Peng Liu is from Guangzhou China, where he got his bachelor’s degree in preventative medicine at Sun Yet Sen University and then began working for the FDA. After working for a couple of years, Liu didn’t feel like he was doing the work he’d intended when he went into preventative medicine. He felt his work focused on problems, not people. And he wanted to do research based on his interests.
Now, four years into his doctoral program at Pitt Public Health, he knows that he chose the right path. “I have learned a lot in this program. Not only knowledge but also skills in research, communications, and collaboration, all kinds of things – including teaching. I enjoy making progress and working hard.” And he was right – he really likes doing research.
“I started doing research in the second year of my master’s program and that’s where I started to feel like research is kind of exciting and I enjoy doing it. My advisor at that time was Dr. Jonathan Yabes, who is also a graduate of our program and who is now working in the medical school. He helped me a lot and is a very nice person. I like the challenge – especially when the research is new and there are some tangible problems to solve.”
Liu is motivated to solve problems and take on challenges. The program is challenging, he says. “My hair turned white!” he jokes. He has to attribute some of that to his three and half-year old son too. “I am also taking care of my baby and my family. I’m here to support them.” It’s a lot of work, but it’s worth the effort. He loves it, so it’s enjoyable. Fulfilling.
It helps that he’s learned the importance of work-life balance. “Probably in my first couple of years, we didn’t do much [for fun].” But Liu and his wife, Shan, learned that it’s necessary to spend time not doing work – including getting some exercise. Now, every weekend they do something as a family, like swimming, going to the zoo, or camping. Recently, they went to Irons Mill Farmstead in nearby Mercer County, which his son loved. “He’s a really happy boy – always really happy about everything. I’m jealous about the fact that he has no worries.”
His advisor, George Tseng, understands work-life balance too and is supportive. “That’s probably what I appreciate the most – is the people, especially advisors – that I see here are very nice and really good people.” The people – his mentors, instructors, advisors, and lab mates inspire and motivate him as well. Yes, it’s busy, but they are supportive of each other and his advisor understands that he has a young family.

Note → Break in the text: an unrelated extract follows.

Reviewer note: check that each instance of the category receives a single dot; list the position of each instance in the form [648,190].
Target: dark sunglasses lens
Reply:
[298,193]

The city of Pittsburgh has also proven to be the right fit. “I think Pittsburgh is a very beautiful city. It’s very friendly.” From multiple offers, Liu chose the University of Pittsburgh partly because of the city. He knew it would be a good place to live. He hopes to stay here upon graduation, although he says it all depends. He’s open to jobs both inside and outside of academia as long as there is some research component. Although, he points out, “It depends on what offers I get, right?”
Now, Liu is working with high-dimensional data with multiple projects going in a few different directions, including grouping patients. He’s working with all kinds of mixed high dimensional genomics data. He also gets to collaborate with other departments like the Department of Pathology and the Department of Pediatrics at Children’s Hospital. For his thesis, Liu is focused on the xxx subgrouping of patients based on their high-dimensional data features – work that he finds quite interesting.
To anyone thinking about getting a degree in biostatistics at Pitt Public Health, Liu wants them to know that this is a good program with a lot of good career opportunities in either industry or hospital settings. The master’s program is mostly coursework but there are opportunities to do research, and it’s a great place to go on to get a PhD as well. “I think our department has many of the best professors in the room that I highly recommend. They are fantastic people and there are a lot of interesting projects that you can jump into.”
Liu is a 2016 winner of the Lingzi Lu Memorial Award, and last year he won Best Student Paper from JSM, the Joint Statistical Meetings of the American Statistical Association. He currently has a paper submitted to ENAR for which he is hopeful gain some recognition.